From what Netflix's Ted Sarandos told THR in a recent interview, on the feature side, it actually sounds like the service is content to focus on distribution.
There are some parts of it that are really appealing in that you tend to get a lot of the same fundamental benefits of original programming -- star power, excitement, event content -- on a smaller budget. And if you get proportionally the same amount of watching, that’s a good thing. The reason why I've shied away from original movies has been that there are so many more great movies that get made than ever get distributed, and I think we function better as a distributor for movies than we do as a creator or marketer of movies for now. But I probably would have said the same thing about TV shows three years ago.

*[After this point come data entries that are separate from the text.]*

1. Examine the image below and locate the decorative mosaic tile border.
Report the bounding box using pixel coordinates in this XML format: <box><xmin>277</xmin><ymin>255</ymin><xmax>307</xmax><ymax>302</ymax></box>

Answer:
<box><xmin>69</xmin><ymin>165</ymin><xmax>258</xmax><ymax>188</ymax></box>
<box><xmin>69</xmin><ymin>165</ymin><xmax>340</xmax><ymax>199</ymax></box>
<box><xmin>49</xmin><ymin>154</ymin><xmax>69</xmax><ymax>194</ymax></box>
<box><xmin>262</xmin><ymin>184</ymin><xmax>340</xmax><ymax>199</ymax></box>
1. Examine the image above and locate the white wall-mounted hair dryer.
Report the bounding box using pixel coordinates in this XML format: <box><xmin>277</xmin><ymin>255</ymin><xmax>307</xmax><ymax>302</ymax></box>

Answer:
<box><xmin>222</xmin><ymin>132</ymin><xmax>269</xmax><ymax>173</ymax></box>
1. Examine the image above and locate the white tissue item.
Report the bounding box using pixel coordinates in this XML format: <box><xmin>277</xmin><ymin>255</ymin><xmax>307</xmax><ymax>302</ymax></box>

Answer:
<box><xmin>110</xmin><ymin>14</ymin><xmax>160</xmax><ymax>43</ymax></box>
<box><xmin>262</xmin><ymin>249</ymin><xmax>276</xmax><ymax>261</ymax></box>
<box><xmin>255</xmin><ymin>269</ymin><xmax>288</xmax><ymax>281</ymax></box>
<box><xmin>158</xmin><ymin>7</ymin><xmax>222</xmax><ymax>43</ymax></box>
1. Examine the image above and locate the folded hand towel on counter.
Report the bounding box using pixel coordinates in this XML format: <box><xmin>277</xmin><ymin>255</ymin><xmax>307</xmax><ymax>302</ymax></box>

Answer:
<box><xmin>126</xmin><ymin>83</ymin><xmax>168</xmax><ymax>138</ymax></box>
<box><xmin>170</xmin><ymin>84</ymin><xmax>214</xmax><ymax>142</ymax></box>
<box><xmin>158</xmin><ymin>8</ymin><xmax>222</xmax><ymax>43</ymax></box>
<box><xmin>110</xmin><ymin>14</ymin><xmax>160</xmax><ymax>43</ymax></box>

It's true that Netflix has become somewhat of a hub for smaller films that might never have reached a significant audience if not for finding their way onto the service's substantial menu. That's one of the great things about Netflix. In some ways, the service is like that little local video store in your town that carried movies most people haven't heard of - let alone, have seen - and the recommendations feature is that movie-loving guy behind the counter who assures you that you must watch this movie. Sometimes he's right and sometimes he's way off. But the opportunity for something different and maybe a little bit rare is always there, for better or worse. And Netflix is open 24/7.
So, "for now," it doesn't sound like there any plans in the works to develop original movies, but Sarandos did indicate that he could change his mind on that down the line.
In addition to lesser known films, Netflix also distributes movies from big studios, but like cable networks, their deals will eventually expire. The service made headlines earlier this month over several studios' licensing agreements anticipated expiration and how it would affect more than a thousand titles' availability on Netflix. THR asked Netflix's Cindy Holland about that, and she equates it to the deals networks have with studios.
We’re programming our service, and just like any other network, there are movies and series that come and go and we have an enormous amount of content. It’s not like when HBO's window on a series of films expires the world ends.
I suppose it seems like a bigger deal for Netflix when we look at the quantity of TV shows and movies that the service carries and how many of them are pulled when their deals expire. The inclination to panic, or at the very least, overreact, may stem from the concern that Netflix won't be able to remain current and reliable in the content they provide subscribers, though they've continued to do so. These days, exclusivity also seems to be a priority, and that may be factoring into the deals the service is trying to make with studios, which also likely applies to services like Amazon Prime and Hulu.